Key Tax Measures
On June 10, the UK Finance Bill 2021 received Royal Assent and was passed into law, thereby implementing proposals announced in the Budget in March 2021. Here, we summarise the legislation's key tax provisions.
One of the centrepiece revenue-raising measures in the Finance Act is the increase in corporation tax from 19 percent to 25 percent. This is set to take place on April 1, 2023, and the increased rate will apply to business profits over GBP250,000. Companies with profits of less than GBP50,000 will pay corporation tax at 19 percent, while those with profits of between GBP50,000 and GBP250,000 will pay tax at 25 percent but will have the ability to claim marginal tax relief.
Additionally, the rate of diverted profits tax will rise from 25 percent to 31 percent, also from April 1, 2023. In place since April 2015, this tax is intended to discourage companies from diverting profits to other entities to exploit tax 'mismatches' and artificially reduce liability to corporation tax. This higher tax rate applies on profits deemed to have been improperly "diverted" and is payable upfront.
On a brighter note, the Finance Act includes a new "super deduction", which enables companies investing in qualifying new plant and machinery to claim a 130 percent capital allowance and a 50 percent first-year allowance for assets qualifying for "special rate relief". The super deduction is in place for two years from April 1, 2021, to March 31, 2023.
Free ports will be established in eight locations including East Midlands Airport, Felixstowe and Harwich, Humberside, Liverpool, Plymouth, the Solent, the Thames area, and Teesside. Proposed tax incentives for businesses locating in a freeport include:
- Additional tax relief for companies investing in new or existing buildings and plant and machinery.
- Temporary stamp duty land tax relief for the period from April 1, 2021, until March 31, 2026.
- Up to 100 percent relief on business rates (effectively the UK's local business tax).
- A temporary reduction in employer National Insurance contributions to 0 percent for the first three years after a new employee is hired. This will apply on the first GBP25,000 of wages and be available for nine years.

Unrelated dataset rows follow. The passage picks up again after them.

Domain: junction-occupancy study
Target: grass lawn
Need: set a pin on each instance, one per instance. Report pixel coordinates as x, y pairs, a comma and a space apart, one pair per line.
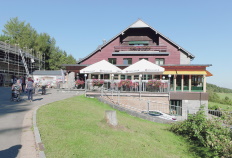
75, 127
223, 106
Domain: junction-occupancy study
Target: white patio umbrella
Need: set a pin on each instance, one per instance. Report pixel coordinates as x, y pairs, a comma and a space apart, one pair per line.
143, 67
101, 67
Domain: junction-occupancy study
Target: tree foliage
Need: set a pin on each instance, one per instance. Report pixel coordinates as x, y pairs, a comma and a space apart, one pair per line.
40, 44
210, 134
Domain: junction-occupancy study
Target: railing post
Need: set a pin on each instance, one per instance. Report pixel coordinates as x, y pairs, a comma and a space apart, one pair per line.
148, 105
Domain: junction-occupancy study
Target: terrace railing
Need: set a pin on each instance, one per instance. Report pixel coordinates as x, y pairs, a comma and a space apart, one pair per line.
159, 48
129, 85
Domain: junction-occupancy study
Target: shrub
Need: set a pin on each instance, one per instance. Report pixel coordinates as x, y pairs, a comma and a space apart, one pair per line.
208, 133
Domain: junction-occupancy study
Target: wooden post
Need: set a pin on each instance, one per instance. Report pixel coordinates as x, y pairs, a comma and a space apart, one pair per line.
190, 83
204, 83
175, 82
111, 117
182, 83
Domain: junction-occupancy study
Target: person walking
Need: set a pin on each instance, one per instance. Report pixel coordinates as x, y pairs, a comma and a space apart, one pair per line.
29, 87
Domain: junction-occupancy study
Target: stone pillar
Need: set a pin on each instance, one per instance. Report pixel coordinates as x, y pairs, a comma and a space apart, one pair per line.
174, 83
182, 83
190, 83
119, 77
204, 83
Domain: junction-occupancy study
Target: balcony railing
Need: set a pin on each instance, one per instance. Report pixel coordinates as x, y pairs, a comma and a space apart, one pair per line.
159, 48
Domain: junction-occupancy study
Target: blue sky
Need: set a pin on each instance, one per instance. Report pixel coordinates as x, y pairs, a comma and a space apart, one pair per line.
203, 27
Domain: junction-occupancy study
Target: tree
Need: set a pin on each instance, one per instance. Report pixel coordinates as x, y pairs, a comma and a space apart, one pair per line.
44, 46
20, 33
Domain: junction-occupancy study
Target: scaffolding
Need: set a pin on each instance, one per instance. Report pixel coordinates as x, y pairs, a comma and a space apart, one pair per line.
16, 62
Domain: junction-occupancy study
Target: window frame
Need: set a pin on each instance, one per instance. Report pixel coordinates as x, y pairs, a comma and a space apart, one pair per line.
111, 62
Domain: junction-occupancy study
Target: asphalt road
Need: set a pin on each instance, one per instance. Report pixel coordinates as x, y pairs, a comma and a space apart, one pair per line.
12, 115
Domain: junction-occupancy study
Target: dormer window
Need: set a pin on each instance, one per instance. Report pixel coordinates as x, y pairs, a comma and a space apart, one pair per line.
159, 61
138, 43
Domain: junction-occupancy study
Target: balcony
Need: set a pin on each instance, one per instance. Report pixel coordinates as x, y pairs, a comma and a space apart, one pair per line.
160, 48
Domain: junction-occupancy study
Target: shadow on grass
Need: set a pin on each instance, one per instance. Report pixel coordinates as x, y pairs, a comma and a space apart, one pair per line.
11, 152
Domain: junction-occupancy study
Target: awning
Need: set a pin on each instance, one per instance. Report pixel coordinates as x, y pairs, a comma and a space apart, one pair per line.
169, 72
191, 73
101, 67
143, 67
207, 73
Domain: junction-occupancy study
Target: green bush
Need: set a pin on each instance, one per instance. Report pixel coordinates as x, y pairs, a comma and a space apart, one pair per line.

There are no major changes to the personal tax regime, with income tax rates fixed at 20 percent, 40 percent and 45 percent. However, in another revenue-raising move, the personal allowance and the higher rate thresholds will remain at 2021 levels until 2026.
Currently, the personal income tax-exempt allowance is GBP12,570. The basic 20 percent rate applies on income from GBP12,570 to GBP50,720, the 40 percent higher rate applies from GBP50,721 to GBP150,000, and the excess is taxed at the 45 percent additional rate.
The headline VAT measure is the extension of the reduced five percent rate for the tourism and hospitality sector until September 2021. From October 1, 2021, this special rate will increase to 12.5 percent before reverting to the standard rate (currently 20 percent) on April 1, 2022.
Further, the VAT registration threshold will remain fixed at GBP85,000 for two years from April 1, 2022.
The temporary stamp duty holiday on residential house purchases up to a value of GBP500,000 was extended until June 30, 2021. Until September 30, 2021, the zero percent rate will apply on property purchases up to a value of GBP250,000. From October 1, 2021, the zero percent rate will apply on the first GBP125,000 of a property's purchase price.